Source: Bloomberg
Chinese local governments 'new bonds were issued in the first quarter of this year, highlighting the dilemma of local governments' dilemma to resolve debt risks and boost economic growth.In order to alleviate local fiscal pressure, the market believes that the central government has more actions in terms of economy this year.
Bloomberg sorted out the disclosed local governments in the first quarter of debt issuance plans to find that the number of new bonds in the first quarter was about 108 trillion yuan (S $ 200 billion), which was about 13%from the actual issuance in the same period last year.It was the lowest in three years.As of February 22, Henan, Guangdong, Tibet Autonomous Region, Shanghai and Dalian have not announced the first quarter of local bond issuance plans.
In addition, according to Bloomberg's summary data, in the first eight weeks of this year, the total scale of new local bond issuance in mainland China and cities has shrunk by 56%compared with the same period last year.
The total debt and debt rate of China's local governments are high, and further debt rooms are squeezed. At the same time, due to the downturn in the real estate market, the difficulty of raising fiscal funds by relying on land sales revenue has increased.Over the past nine years, the scale of local debt has expanded rapidly, and it has become the main point of fiscal policy or is gone.
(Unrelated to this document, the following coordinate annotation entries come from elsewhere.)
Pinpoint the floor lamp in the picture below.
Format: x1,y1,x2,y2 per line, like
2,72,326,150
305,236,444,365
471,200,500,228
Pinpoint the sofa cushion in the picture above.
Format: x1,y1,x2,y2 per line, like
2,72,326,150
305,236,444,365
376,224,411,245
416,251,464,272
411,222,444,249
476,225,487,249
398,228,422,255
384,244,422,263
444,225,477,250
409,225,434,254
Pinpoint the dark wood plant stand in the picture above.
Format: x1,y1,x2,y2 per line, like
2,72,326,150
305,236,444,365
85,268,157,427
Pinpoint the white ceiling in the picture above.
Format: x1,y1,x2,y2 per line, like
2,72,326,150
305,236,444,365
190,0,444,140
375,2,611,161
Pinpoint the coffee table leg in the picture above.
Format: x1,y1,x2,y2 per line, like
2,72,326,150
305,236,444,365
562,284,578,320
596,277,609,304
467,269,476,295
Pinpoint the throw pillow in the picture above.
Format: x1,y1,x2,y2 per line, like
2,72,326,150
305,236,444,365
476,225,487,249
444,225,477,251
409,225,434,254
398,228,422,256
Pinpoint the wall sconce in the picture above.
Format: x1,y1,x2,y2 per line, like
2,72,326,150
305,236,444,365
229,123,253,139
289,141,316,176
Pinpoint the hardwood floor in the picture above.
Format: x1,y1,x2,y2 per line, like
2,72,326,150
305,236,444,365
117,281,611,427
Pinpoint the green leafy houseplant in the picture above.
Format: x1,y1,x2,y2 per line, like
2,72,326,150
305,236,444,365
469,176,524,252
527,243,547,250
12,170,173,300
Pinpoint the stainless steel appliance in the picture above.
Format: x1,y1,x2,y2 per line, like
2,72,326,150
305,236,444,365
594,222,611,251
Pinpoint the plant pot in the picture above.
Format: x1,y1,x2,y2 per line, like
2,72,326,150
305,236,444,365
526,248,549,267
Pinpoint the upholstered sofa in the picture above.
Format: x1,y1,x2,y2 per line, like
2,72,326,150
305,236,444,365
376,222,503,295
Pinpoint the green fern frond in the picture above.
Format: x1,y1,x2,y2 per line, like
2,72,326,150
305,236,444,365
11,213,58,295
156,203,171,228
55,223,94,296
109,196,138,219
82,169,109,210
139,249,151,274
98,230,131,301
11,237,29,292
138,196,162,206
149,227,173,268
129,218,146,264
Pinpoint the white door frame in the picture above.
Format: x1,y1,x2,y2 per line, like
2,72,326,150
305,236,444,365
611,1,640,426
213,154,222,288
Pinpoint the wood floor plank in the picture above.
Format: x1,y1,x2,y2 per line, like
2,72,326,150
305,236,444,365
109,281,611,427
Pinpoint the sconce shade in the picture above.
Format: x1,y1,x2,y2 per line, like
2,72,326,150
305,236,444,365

"The central government's determination to resolve local debt risks is very great. The scale of local debt this year may not change significantly compared with last year." Nomura economist Wang Jing said.Under the circumstances of finance, the central government may continue to issue bonds and leverage this year to increase the transfer and payment of local governments.
The enthusiasm of debt issuance in relatively developed regions is low to reduce interest expenses.In 2023, Beijing took the lead in launching the pilot work of special bonds in advance, saving more than 70 % of interest expenditures.According to the report of the Guangfa Securities, the decline in new local bonds planned for the first quarter of Beijing and other plans to issue a decline in the country and cities in major provinces and cities across the country.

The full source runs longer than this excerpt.